Il tira e molla si trascinò per mesi. Anche con uno scambio di lettere, rese pubbliche solo nel 2009, vent´anni dopo la morte dello studioso, insieme a quel bigliettino rimasto nei cassetti della signora Laura, visto che era indirizzato anche a lei: “Accompagnava un doppio regalo per Natale, credo del 1986. Nel frattempo Berlusconi aveva pubblicato un´edizione riveduta e corretta dell´Utopia, senza più la prefazione copiata e con la traduzione di Firpo regolarmente citata. Ma Firpo seguitava a fare l´offeso, ripeteva che la cosa era grave e la stava ancora valutando con gli avvocati. Un giorno lo invitarono a Canale 5 per parlare del Papa e si ritrovò Berlusconi dietro le quinte che gli porgeva una busta con del denaro, “per il suo disturbo e l´onore che ci fa”. Naturalmente la rifiutò.

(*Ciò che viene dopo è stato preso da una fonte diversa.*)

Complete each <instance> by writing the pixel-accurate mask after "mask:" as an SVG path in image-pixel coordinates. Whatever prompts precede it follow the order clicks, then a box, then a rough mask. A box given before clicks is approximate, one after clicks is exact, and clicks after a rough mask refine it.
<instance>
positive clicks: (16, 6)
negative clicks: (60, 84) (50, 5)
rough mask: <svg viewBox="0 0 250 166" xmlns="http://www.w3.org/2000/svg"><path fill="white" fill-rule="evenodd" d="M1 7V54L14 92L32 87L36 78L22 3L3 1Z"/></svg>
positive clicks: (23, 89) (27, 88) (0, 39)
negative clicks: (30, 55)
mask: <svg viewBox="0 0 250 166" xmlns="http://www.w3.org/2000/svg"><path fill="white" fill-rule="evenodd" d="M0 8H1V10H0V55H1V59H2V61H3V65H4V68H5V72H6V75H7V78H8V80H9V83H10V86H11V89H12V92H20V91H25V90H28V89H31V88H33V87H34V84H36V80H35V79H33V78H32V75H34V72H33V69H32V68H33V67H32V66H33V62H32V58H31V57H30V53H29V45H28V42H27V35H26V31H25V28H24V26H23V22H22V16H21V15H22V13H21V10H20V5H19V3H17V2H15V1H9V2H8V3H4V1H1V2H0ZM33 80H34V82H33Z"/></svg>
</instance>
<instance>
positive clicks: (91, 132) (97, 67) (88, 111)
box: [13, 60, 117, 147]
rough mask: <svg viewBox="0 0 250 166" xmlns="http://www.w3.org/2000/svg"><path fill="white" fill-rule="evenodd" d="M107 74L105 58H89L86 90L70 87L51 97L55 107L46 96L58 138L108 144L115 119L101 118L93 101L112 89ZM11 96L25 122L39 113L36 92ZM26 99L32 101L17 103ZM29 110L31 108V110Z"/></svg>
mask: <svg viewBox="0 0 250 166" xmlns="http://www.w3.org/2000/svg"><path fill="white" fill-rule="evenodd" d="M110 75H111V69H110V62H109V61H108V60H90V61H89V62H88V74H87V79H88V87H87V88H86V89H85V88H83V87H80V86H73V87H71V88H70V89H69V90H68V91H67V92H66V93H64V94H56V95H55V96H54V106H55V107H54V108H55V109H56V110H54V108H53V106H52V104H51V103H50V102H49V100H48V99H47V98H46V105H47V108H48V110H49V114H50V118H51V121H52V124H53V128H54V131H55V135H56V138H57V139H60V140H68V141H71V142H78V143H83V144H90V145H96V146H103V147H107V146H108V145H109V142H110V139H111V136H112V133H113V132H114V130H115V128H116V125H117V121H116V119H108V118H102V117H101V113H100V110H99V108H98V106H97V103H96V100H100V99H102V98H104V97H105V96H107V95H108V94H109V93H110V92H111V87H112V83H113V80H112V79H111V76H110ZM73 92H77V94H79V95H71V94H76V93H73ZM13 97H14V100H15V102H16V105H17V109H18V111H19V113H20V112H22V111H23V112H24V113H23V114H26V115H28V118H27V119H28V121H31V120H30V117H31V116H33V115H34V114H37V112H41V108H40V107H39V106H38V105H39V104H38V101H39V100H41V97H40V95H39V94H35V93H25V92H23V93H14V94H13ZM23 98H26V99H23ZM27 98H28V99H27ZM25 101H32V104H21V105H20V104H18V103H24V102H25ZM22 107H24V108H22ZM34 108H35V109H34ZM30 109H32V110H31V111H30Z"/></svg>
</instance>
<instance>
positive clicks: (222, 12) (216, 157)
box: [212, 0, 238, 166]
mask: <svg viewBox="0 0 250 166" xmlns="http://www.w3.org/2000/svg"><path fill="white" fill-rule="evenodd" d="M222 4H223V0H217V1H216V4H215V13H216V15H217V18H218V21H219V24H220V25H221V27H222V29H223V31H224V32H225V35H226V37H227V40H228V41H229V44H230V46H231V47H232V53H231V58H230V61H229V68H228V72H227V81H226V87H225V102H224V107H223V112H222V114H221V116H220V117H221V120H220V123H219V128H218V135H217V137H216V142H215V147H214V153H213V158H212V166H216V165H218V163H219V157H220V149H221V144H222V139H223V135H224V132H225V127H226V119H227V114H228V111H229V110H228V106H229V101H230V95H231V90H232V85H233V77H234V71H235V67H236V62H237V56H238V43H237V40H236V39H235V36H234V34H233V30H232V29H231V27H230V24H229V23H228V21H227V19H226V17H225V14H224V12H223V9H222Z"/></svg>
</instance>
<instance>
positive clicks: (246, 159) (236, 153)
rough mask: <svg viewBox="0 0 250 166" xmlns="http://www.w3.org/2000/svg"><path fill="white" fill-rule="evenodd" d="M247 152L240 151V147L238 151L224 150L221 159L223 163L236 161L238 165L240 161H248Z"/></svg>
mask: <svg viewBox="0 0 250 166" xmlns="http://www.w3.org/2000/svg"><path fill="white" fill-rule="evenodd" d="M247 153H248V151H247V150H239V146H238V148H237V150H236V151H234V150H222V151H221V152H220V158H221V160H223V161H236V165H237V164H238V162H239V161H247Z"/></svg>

Poi a Natale arrivò un corriere da Segrate con un bouquet di orchidee che non entrava neppure dalla porta e un pacco: dentro c´era una valigetta ventiquattro ore in coccodrillo con le cifre LF in oro. Il biglietto d´accompagnamento è intestato Silvio Berlusconi, datato “Natale 1986″ (ma l´ultima cifra è uno scarabocchio) e scritto a penna: “Molti cordiali auguri ed a presto…Spero! Silvio Berlusconi”.
Poi una frase aggiunta a biro: “Per carità non mi rovini!!!”. Ma Firpo continuò il suo gioco. Rispedì la borsa a Berlusconi, con un biglietto beffardo: ‘Gentile dottore, la ringrazio della sua generosità, ma gli oggetti di lusso non mi si confanno, sono un vecchio professore abituato a girare con una borsa sdrucita a cui sono molto affezionato. Quanto ai fiori, la prego anche a nome di mia moglie Laura di non inviarcene più: per noi, i fiori tagliati sono organi sessuali recisi…’ “Non lo sentimmo mai più”. Chissà che ne dice Firpo da dove si trova ora sugli “organi sessuali recisi” e tutto quello che si legge oggi sul Presidente, che noi sentiamo invece ancora di frequente.